You’ve planned your exhibition or trade show to perfection and it was a great success. You have collected every shape, size and colour of business card and the people you spoke to were receptive and enthusiastic about your event offering.
Job done then? Can we call the event a success and wait for the pennies to come flying in?
Unfortunately not, the true success of event marketing is nurturing and converting the leads that are generated. And that’s why committing one of these ‘exhibition evils’ at the final hurdle can be the most damaging for your organisation.
Evil #1. Not Targeting your Post-show Marketing Campaign
It may be tempting to save time and effort by using a mass marketing campaign for all the contacts you gained during the show, yet this approach is bound to be ineffective and won’t distinguish you from the competition.
You need to collate your leads into distinct groups in order to tailor the best campaign for them. Ask yourself the following questions in order to determine each group:
- Are they hot, warm or cold in their willingness to buy?
- What type of organisation are they – agency or end-user?
- What aspect of your product/service were they interested in?
Once you have organised the contacts into groups, don’t waste any time getting in touch – hot leads only stay that way for a short amount of time, 48 hours maximum, so meeting up for a post-show drink or coffee the day after would be ideal.
On the other hand, a ‘warm’ or ‘cold’ lead should be developed more indirectly, for example by giving out some useful information on your company or industry. However, time is still paramount for these leads, try and get in contact with each of them in the first week following the show: emailing out the results of a visitor prize giveaway is a great way to make first contact with these less-developed leads.

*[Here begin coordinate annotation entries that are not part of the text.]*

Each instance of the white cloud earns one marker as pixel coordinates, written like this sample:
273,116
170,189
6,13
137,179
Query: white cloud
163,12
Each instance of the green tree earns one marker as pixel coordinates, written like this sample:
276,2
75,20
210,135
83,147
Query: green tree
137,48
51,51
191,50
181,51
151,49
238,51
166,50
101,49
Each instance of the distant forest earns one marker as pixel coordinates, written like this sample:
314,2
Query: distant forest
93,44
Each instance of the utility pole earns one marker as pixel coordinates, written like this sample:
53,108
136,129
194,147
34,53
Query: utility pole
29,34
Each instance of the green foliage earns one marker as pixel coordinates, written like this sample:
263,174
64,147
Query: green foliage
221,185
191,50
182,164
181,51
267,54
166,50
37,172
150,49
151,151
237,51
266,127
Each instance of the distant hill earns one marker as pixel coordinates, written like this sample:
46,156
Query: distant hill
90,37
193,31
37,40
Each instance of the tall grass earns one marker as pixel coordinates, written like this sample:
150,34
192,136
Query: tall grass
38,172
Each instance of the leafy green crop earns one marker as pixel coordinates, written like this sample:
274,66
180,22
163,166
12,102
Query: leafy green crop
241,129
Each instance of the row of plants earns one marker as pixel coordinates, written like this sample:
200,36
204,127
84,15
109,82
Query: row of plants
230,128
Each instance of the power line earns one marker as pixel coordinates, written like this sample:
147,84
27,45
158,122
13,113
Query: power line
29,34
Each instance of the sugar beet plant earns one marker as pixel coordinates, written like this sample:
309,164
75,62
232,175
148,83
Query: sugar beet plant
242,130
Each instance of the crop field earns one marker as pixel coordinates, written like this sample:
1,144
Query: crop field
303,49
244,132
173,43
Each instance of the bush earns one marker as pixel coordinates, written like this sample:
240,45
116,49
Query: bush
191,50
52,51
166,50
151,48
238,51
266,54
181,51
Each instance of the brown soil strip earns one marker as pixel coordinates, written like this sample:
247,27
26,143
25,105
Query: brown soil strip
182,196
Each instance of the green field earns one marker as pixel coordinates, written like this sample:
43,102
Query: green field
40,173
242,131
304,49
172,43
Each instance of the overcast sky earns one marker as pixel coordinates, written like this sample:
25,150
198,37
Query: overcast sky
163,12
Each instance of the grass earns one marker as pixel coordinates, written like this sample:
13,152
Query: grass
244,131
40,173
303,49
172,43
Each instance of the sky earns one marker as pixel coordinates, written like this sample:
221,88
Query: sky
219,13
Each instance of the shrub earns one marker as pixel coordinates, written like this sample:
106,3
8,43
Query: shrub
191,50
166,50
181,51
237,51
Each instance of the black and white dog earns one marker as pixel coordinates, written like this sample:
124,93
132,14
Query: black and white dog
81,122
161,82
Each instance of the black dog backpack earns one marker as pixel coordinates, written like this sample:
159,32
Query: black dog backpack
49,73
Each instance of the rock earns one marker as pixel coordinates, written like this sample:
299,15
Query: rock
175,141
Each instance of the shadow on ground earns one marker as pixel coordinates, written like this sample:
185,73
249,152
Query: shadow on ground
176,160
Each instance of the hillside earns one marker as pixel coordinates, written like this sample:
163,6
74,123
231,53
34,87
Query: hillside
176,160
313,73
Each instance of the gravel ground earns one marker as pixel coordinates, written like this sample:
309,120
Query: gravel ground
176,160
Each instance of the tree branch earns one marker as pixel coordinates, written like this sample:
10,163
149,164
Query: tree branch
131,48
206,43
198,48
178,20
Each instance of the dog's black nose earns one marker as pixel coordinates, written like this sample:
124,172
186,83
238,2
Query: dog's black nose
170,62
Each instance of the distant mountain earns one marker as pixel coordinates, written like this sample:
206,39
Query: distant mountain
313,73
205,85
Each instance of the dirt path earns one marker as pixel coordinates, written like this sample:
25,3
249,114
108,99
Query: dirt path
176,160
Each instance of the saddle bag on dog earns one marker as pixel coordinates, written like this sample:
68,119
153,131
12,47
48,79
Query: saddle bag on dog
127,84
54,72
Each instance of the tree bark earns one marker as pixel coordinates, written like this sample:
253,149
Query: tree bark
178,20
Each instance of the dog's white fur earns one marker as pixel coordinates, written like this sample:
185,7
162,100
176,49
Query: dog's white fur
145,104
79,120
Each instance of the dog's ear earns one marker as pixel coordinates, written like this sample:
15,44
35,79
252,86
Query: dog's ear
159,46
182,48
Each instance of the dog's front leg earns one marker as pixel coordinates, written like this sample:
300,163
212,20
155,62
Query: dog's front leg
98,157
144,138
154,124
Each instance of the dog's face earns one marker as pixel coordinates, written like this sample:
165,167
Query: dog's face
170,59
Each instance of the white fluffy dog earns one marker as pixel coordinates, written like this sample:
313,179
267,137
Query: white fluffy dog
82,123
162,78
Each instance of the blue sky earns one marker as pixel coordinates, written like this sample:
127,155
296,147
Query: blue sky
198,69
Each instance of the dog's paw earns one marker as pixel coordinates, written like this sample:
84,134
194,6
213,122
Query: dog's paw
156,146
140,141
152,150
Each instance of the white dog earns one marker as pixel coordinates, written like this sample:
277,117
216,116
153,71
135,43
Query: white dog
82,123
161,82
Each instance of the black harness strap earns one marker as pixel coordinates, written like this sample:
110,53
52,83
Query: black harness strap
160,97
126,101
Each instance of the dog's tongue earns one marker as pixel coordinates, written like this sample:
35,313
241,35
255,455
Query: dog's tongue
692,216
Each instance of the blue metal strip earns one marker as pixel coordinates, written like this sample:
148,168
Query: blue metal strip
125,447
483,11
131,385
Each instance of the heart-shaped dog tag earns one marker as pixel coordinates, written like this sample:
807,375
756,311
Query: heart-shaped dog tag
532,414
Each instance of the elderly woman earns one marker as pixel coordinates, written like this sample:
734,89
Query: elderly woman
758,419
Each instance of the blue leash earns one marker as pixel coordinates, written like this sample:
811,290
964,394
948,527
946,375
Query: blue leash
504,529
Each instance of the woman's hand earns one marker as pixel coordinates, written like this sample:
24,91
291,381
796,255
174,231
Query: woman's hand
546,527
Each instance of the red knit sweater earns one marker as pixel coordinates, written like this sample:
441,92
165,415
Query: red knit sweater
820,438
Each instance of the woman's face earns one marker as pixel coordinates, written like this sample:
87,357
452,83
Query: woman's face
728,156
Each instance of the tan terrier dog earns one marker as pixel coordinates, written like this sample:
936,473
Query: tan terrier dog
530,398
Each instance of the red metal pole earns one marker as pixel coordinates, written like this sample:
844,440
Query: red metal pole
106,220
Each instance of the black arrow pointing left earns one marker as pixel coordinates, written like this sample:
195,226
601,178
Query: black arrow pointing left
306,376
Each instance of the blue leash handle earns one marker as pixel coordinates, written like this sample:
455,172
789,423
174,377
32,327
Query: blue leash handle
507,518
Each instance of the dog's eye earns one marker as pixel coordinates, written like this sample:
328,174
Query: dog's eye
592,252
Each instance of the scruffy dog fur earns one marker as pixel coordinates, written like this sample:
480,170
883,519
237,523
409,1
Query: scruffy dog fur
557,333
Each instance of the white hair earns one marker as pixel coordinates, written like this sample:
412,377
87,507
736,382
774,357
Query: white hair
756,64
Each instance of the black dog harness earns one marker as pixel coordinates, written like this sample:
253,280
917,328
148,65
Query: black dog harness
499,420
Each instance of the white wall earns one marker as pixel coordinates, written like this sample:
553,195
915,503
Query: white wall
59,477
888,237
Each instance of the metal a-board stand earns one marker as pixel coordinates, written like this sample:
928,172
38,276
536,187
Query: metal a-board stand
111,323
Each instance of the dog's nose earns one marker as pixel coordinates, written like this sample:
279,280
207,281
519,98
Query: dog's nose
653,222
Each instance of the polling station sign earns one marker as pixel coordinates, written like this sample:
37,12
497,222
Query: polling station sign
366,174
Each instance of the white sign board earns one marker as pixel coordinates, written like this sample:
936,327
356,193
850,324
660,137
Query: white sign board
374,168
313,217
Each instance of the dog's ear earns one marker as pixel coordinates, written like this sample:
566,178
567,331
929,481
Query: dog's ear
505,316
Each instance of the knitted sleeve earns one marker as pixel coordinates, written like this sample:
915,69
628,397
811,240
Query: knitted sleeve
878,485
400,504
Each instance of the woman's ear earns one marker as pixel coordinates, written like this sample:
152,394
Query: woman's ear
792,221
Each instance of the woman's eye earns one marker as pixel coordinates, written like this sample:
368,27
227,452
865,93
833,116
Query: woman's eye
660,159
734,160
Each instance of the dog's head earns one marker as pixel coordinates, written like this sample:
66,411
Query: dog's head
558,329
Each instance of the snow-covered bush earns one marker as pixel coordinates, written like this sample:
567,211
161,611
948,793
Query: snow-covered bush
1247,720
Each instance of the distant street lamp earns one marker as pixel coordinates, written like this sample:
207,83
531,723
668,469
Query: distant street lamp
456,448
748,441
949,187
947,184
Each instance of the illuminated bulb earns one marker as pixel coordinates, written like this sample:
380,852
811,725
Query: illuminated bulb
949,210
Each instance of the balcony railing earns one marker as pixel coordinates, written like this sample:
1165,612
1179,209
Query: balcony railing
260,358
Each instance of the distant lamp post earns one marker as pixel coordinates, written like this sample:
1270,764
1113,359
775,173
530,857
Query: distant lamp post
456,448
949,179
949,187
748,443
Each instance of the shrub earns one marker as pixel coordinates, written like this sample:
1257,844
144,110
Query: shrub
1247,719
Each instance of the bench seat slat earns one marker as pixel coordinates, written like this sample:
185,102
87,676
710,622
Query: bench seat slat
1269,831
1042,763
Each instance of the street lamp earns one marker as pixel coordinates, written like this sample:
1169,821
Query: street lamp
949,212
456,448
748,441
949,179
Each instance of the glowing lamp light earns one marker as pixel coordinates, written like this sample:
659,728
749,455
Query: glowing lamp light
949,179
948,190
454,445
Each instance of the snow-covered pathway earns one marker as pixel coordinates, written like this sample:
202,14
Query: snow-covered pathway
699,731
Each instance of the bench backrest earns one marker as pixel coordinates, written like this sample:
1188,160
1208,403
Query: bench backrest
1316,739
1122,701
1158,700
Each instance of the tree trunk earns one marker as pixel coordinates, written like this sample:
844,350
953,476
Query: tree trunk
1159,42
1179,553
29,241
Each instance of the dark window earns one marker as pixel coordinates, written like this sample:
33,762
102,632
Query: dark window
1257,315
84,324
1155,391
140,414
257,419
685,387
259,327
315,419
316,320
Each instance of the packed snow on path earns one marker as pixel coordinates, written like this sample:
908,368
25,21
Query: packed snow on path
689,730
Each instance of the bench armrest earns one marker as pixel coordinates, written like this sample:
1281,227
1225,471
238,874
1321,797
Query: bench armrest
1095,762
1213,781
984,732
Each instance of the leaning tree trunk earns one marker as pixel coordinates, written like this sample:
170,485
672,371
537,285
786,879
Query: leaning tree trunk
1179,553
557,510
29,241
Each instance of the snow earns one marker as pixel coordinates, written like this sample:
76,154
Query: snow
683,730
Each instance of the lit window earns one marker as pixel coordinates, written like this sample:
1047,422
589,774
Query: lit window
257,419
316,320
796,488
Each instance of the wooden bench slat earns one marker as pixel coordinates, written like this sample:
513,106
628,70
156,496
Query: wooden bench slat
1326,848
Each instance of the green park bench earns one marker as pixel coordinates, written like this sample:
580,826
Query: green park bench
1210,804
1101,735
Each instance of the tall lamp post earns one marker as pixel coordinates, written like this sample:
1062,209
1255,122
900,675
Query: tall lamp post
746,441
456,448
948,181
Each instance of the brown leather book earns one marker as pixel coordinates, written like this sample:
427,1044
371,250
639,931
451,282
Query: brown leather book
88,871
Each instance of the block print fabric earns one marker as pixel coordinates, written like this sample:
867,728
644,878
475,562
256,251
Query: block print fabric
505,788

Evil #2. Using a Single Channel for your Marketing Campaign
The data you collect from a marketing event is usually up-to-date information from key players within the industry: rival companies would literally pay thousands of pounds for it, so make sure you appreciate its value.
This is best done by using various channels to make the most of the collated data. ‘Hot’ leads will prefer a call or face-to-face meeting in order to foster longer-lasting business relationships, whilst ‘warm’ or ‘cold’ leads might require an email, letter or contact through social media.
If possible try and keep the same point of contact from the show to the sale, this will make the lead trust your company and give you the chance to interact on a more personal level.
If you can’t do this, make sure your sales team is up-to-date on each lead by giving them access to your event lead database, which should include detail about each lead’s needs. In order to be successful be persistent yet respectful with your leads – go for long-term customer gain and retention rather than hard-selling tactics.
Evil #3. Throwing Away Your Exhibition Stand
Exhibitors often complain that their exhibition stands only last for one or two shows, yet this shouldn’t be the case. Taking good care of the stand at the show and in transport; making sure the display doesn’t become outdated (for example by avoiding marking a price, year or specific event on it); and, most importantly, buying a stand with high-quality, durable media are all effective methods of extending the life of your display stand.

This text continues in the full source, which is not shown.